Uşaklık etmek deyiminin anlamı
* Bir kimseye hizmet veya kulluk etmek.
* Kendi çıkarı için yasal veya ahlaki olmasa bile başkasının her dediğini yapmak zorunda olmak.
Örnek: Aralıksız dokuz yıl o konakta uşaklık ettim.
Örnek 2: Dileyin bir ömür size uşaklık edeyim efendim.
Örnek 3: Padişaha uşaklık etmekte kusur etmezlerdi.
Örnek 4: Para babalarına uşaklık etmekten vazgeçmiyorlar.
Örnek 5: Biz senin kime uşaklık ettiğini elbet öğreneceğiz.
Örnek 6: O adama uşaklık etmeyi bırak, başın büyük belaya girecek.
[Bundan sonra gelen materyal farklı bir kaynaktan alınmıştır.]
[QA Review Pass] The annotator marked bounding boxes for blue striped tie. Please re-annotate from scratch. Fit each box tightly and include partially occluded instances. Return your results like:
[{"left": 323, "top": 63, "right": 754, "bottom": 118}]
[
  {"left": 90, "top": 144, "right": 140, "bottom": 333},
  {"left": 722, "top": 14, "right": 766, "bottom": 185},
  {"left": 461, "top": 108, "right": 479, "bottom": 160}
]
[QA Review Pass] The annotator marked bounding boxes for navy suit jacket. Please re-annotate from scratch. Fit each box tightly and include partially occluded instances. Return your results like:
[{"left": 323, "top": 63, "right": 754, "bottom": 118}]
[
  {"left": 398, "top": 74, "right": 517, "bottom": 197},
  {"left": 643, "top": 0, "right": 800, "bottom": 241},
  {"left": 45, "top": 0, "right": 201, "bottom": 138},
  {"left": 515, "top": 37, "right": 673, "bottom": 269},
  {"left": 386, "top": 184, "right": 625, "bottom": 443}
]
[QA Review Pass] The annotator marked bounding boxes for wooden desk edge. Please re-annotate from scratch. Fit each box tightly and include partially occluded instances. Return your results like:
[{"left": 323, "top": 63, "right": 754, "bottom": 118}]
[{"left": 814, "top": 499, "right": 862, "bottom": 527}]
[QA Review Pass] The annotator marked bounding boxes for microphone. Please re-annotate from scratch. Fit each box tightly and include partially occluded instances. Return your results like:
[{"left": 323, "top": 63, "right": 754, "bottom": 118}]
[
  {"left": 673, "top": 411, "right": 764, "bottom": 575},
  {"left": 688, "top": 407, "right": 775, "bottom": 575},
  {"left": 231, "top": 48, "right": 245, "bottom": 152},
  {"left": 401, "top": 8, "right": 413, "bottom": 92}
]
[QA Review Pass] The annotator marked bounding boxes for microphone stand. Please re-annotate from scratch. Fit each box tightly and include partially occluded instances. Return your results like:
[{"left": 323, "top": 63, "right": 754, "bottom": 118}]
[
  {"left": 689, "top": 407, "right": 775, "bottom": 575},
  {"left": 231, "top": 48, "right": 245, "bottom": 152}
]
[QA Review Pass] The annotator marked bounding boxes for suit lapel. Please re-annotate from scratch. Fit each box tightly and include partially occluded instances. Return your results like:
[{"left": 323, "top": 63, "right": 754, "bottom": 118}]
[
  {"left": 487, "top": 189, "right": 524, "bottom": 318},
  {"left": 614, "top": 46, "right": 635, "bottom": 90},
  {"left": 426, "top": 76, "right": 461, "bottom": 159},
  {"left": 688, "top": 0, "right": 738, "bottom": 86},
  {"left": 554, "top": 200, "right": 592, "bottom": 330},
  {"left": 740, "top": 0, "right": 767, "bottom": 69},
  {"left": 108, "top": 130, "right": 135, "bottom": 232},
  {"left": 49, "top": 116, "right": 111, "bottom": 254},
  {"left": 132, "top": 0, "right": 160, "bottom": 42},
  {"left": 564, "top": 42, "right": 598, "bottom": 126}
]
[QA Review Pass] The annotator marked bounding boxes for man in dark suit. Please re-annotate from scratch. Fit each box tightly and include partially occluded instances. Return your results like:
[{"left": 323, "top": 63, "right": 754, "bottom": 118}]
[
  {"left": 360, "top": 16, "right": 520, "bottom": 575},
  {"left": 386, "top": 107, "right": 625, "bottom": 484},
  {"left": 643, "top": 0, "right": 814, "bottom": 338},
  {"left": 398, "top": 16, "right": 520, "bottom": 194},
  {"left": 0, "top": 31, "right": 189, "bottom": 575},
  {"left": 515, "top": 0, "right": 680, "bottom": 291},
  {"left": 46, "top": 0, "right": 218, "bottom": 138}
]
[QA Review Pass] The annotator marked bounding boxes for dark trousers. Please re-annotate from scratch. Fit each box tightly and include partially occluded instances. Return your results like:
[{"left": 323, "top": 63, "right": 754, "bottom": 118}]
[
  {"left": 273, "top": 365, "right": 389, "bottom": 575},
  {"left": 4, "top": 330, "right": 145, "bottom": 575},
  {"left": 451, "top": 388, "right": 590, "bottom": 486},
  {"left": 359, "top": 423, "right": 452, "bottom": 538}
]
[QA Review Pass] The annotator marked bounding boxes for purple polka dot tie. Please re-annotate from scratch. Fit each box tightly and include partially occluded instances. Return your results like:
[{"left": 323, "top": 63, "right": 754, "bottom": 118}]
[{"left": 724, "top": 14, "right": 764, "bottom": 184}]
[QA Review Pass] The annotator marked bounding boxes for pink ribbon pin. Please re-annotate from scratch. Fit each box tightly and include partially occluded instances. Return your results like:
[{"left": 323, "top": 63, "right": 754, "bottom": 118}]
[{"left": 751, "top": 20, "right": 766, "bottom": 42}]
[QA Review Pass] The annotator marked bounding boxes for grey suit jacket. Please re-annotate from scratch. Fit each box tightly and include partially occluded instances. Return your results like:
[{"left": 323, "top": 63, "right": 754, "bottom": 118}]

Uşaklığını yapmak deyiminin anlamı
* Bir kimseye hizmet veya kulluk etmek.
* Kendi çıkarı için yasal veya ahlaki olmasa bile başkasının her dediğini yapmak zorunda olmak.
Örnek: Aralıksız dokuz yıl o konağın uşaklığını yaptım.
Örnek 2: Dileyin bir ömür sizin uşaklığınızı yapayım efendim.
Örnek 3: Para babalarının uşaklığını yapmaktan vazgeçmiyorlar.
Örnek 4: Biz kimin uşaklığını yaptığını iyi biliyoruz.
Örnek 5: O adamın uşaklığını yapmayı bırak, başın büyük belaya girecek.
Ben diyorum hadımım, o soruyor oğul uşak neyin var deyiminin anlamı
Ben bir konuda yetersiz, güçsüz olduğumu, bu işi yapamayacağımı söylüyorum, o hâlâ yapmamı istiyor anlamında kullanılır.
Az ye de uşak tut deyiminin anlamı
İkide bir bana iş buyurma; ben senin uşağın değilim, anlamında söylenir.
Örnek: Sen beni ne sanıyorsun, az ye de uşak tut!
Örnek 2: Az ye de uşak tut Şakir, benim işim gücüm var.